All six evaluable patients achieved reductions in left ventricular mass index (LVMI), a key marker of cardiac hypertrophy, and five showed reductions in ventricular wall thickness. These improvements remained durable through two years in Cohort 1, while patients receiving the higher dose experienced earlier structural responses.

Clinical benefits extended beyond cardiac remodelling. Five of six patients improved by at least one New York Heart Association (NYHA) class and are now classified as NYHA Class I. Four patients achieved clinically meaningful improvements in Kansas City Cardiomyopathy Questionnaire scores, with gains ranging from 12 to 56 points. The three evaluable patients in the higher-dose cohort recorded a mean improvement of 36 points.

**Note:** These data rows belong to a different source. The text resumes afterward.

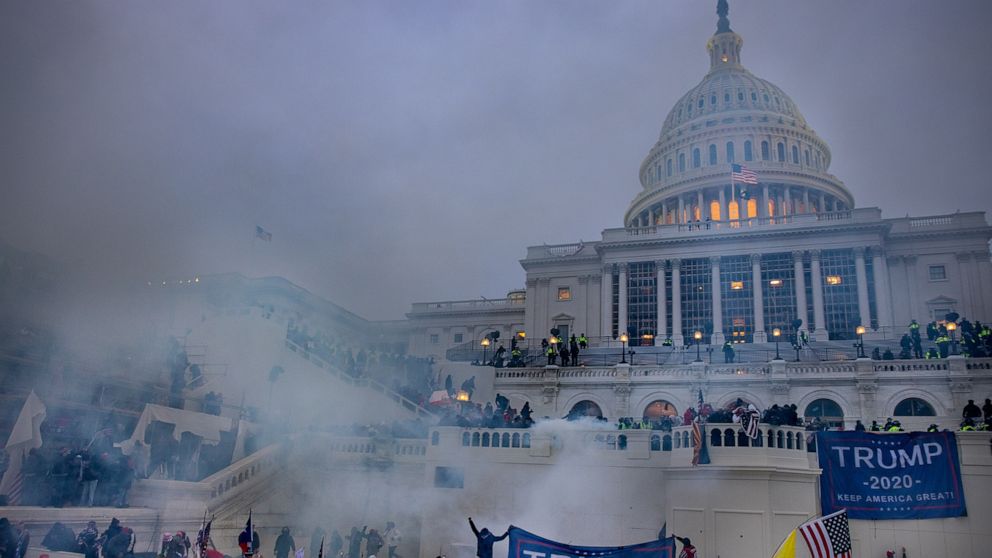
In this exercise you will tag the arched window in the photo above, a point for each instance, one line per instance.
(584, 409)
(914, 407)
(659, 408)
(827, 410)
(743, 440)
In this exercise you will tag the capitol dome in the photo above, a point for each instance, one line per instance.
(733, 117)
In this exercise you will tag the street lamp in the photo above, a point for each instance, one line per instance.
(951, 328)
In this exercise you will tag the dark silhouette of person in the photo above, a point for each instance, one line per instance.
(485, 540)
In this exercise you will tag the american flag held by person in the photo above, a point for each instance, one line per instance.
(828, 536)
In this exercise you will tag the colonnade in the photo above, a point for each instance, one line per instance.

Functional capacity also improved. Three patients increased six-minute walk distance by 50 to 255 meters, substantially exceeding the 30-meter threshold considered clinically meaningful. One higher-dose patient also demonstrated a meaningful improvement in peak oxygen consumption.

Biomarker and Safety Findings

Cardiac biomarkers supported the clinical findings. Troponin levels improved or remained stable in five of six patients, while NT-proBNP improved in three. Serial cardiac biopsies confirmed robust gene transfer and expression, with MyBP-C protein levels increasing by an average of 4% over time.

TN-201 remained generally well tolerated at both dose levels. Investigators reported no dose-limiting toxicities, no new treatment-related safety events, and successful discontinuation of immunosuppressive therapy in all treated patients.

Regulatory Momentum and Next Steps

The European Medicines Agency granted TN-201 PRIority MEdicines (PRIME) designation, while the U.S. Food and Drug Administration accepted the pediatric TN-201 program for biallelic MYBPC3-associated HCM into its Rare Disease Evidence Principles initiative.

According to Chief Medical Officer Whit Tingley, MD, PhD, the durability observed in Cohort 1 and the earlier responses emerging in the higher-dose cohort support the potential disease-modifying effect of TN-201.

Tenaya continues enrolling patients in the 6E13 vg/kg expansion cohort and expects to report additional long-term follow-up data in the second half of 2026 while advancing discussions with regulators on pivotal trial design.

Reference

Tenaya Therapeutics Announces Interim Data from MyPEAK™-1 Showing Treatment of MYBPC3-associated HCM with TN-201 Gene Therapy Resulted in Consistent Signs of Cardiac Remodeling and Reductions in Symptoms | Tenaya Therapeutics, Inc.